We have already established that the answer to this necessary problem is not one the physical world can provide. This is both frustrating and devastating to the materialist, whose worldview is built on the assumption that all that is can be confined to the physical world and nothing outside of it need be considered because it doesn't exist. The materialist sees the world as a closed physical system with questions that can be answered and verified empirically. Nothing exist that lies outside empirical knowing. Chesterton takes a jab at those who claim to be talking scientifically when they claim to have scientific verification that an apple will always fall from a tree because of a Law of Nature. He says, "They do really talk as if they had found not only a set of marvelous facts, but a truth connecting those facts... It is not a 'law,' for we do not understand its general formula. It is not necessary for though we can count on it happening practically, we have no right to say that it must always happen." He goes on to say that those who think in materialistic terms assume to have an inner synthesis that they do not posses. It lacks that inner synthesis precisely because it limits reality to the physical world that is empirically verifiable. Yet, the problem of induction that sits behind all reasoning and knowing whatsoever can only be addressed by stepping outside that which is known empirically and stepping into the metaphysical, that which is beyond empirical knowing. In order to do that though, one has to be operating within a worldview that allows for a reality that includes more than the physical world. Sorry materialist, but I do believe that was the last yarn pulled from the sweater your grandmother knit you back in the Enlightenment.
So we see, at its most fundamental point, it is necessary to look outside the confines of our physical existence in order to make anything within the confines of our physical existence the least bit intelligible. We all already live like this is true, though many of us probably haven't thought about its implications for how we personally view and understand the world.

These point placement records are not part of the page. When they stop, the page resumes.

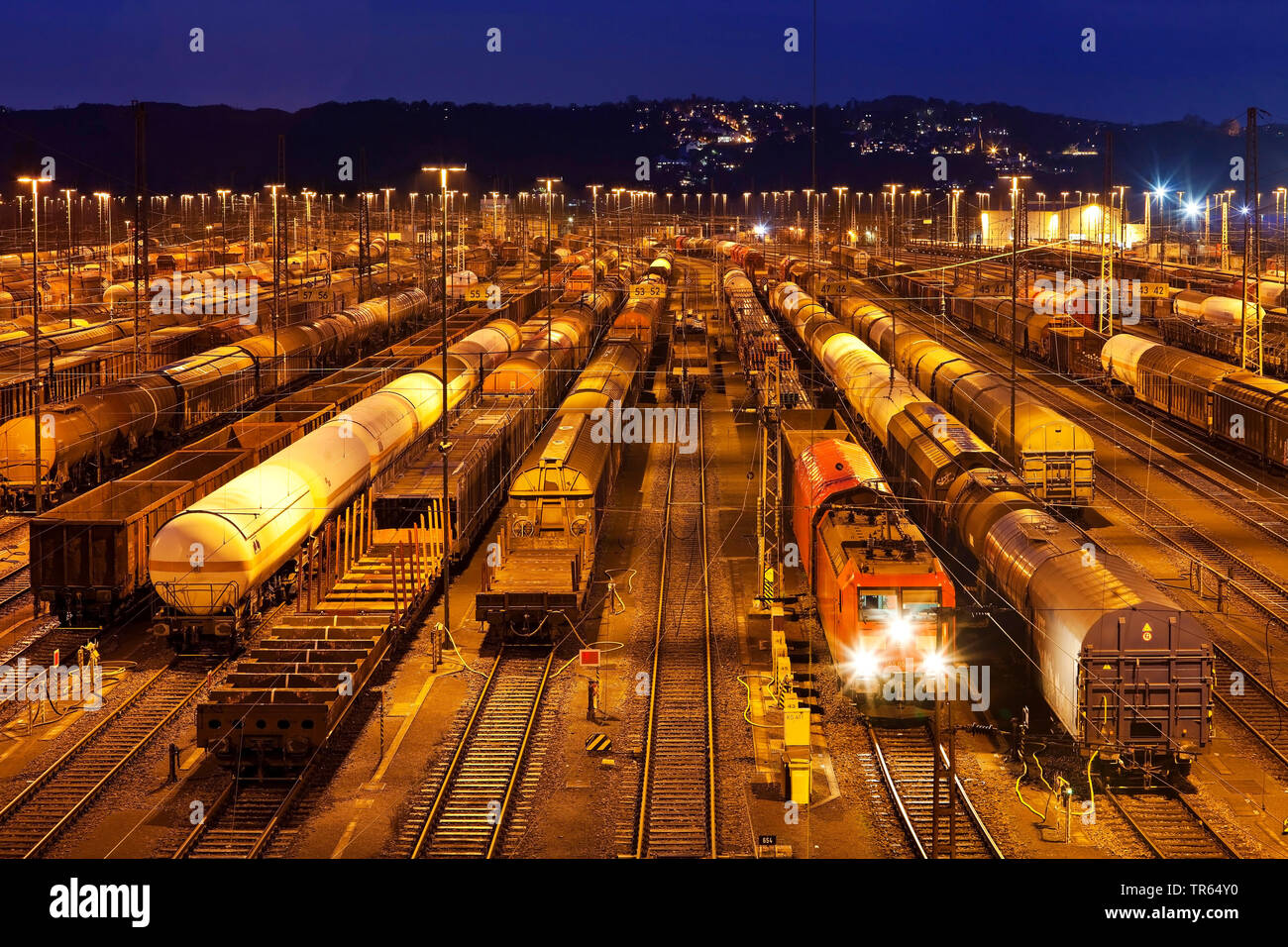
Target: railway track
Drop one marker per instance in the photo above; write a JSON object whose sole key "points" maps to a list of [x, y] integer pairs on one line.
{"points": [[1256, 706], [14, 583], [1265, 591], [1170, 826], [467, 817], [678, 804], [906, 758], [55, 797], [243, 821]]}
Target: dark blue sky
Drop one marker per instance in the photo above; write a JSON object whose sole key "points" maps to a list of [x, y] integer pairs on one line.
{"points": [[1154, 60]]}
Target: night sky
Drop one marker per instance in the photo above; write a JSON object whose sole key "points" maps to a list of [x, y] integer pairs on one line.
{"points": [[1154, 60]]}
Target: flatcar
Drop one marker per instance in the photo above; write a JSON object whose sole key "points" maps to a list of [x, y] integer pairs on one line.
{"points": [[1055, 457], [85, 438], [559, 495], [1235, 407], [252, 531], [1125, 671]]}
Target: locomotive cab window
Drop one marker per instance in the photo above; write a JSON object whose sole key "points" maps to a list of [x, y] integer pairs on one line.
{"points": [[879, 604]]}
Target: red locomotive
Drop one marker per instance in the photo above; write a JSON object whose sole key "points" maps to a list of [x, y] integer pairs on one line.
{"points": [[884, 599]]}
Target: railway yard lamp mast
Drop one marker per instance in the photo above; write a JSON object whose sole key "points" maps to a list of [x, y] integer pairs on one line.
{"points": [[894, 326], [67, 198], [277, 275], [840, 208], [443, 445], [1017, 204], [223, 232], [38, 486], [550, 204]]}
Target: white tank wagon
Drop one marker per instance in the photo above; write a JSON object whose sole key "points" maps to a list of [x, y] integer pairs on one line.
{"points": [[1215, 311], [1125, 669], [217, 558]]}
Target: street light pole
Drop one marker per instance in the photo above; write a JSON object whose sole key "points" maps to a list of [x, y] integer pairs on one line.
{"points": [[443, 445], [67, 197], [38, 479], [550, 204], [593, 235]]}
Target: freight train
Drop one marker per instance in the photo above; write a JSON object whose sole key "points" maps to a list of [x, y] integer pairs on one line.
{"points": [[1235, 407], [222, 560], [739, 256], [1125, 671], [559, 496], [1054, 338], [84, 440], [884, 599]]}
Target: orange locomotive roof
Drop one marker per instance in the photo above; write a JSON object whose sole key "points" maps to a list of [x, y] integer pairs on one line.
{"points": [[833, 467]]}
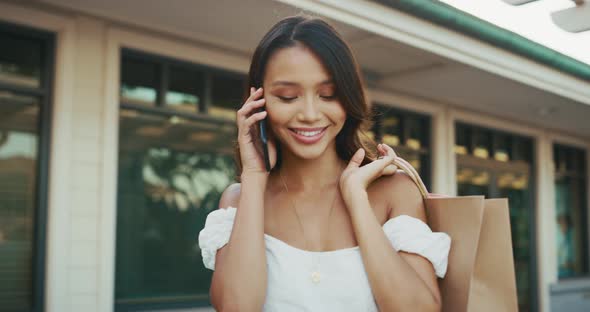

The implications are, of course, enormously significant and can't be expressed better by this writer than what has already been penned by Chesterton,
It is possible that God says every morning, "Do it again" to the sun; and
every evening," Do it again" to the moon. It may not be automatic necessity that
makes all daisies alike; it may be that God makes every daisy separately but has
never got tired of making them... The repetition in Nature may not be mere
recurrence it may be a theatrical encore. Heaven may encore the bird who laid an
egg. If the human being conceives and brings forth a human child instead of
bringing forth a fish, or a bat, or a griffin, the reason may not be that we are fixed
in an animal fate without life or purpose, It may be that our little tragedy has
touched the gods, that they admire it from their starry galleries, and that at the end
of every human drama man is called again and again before the curtain.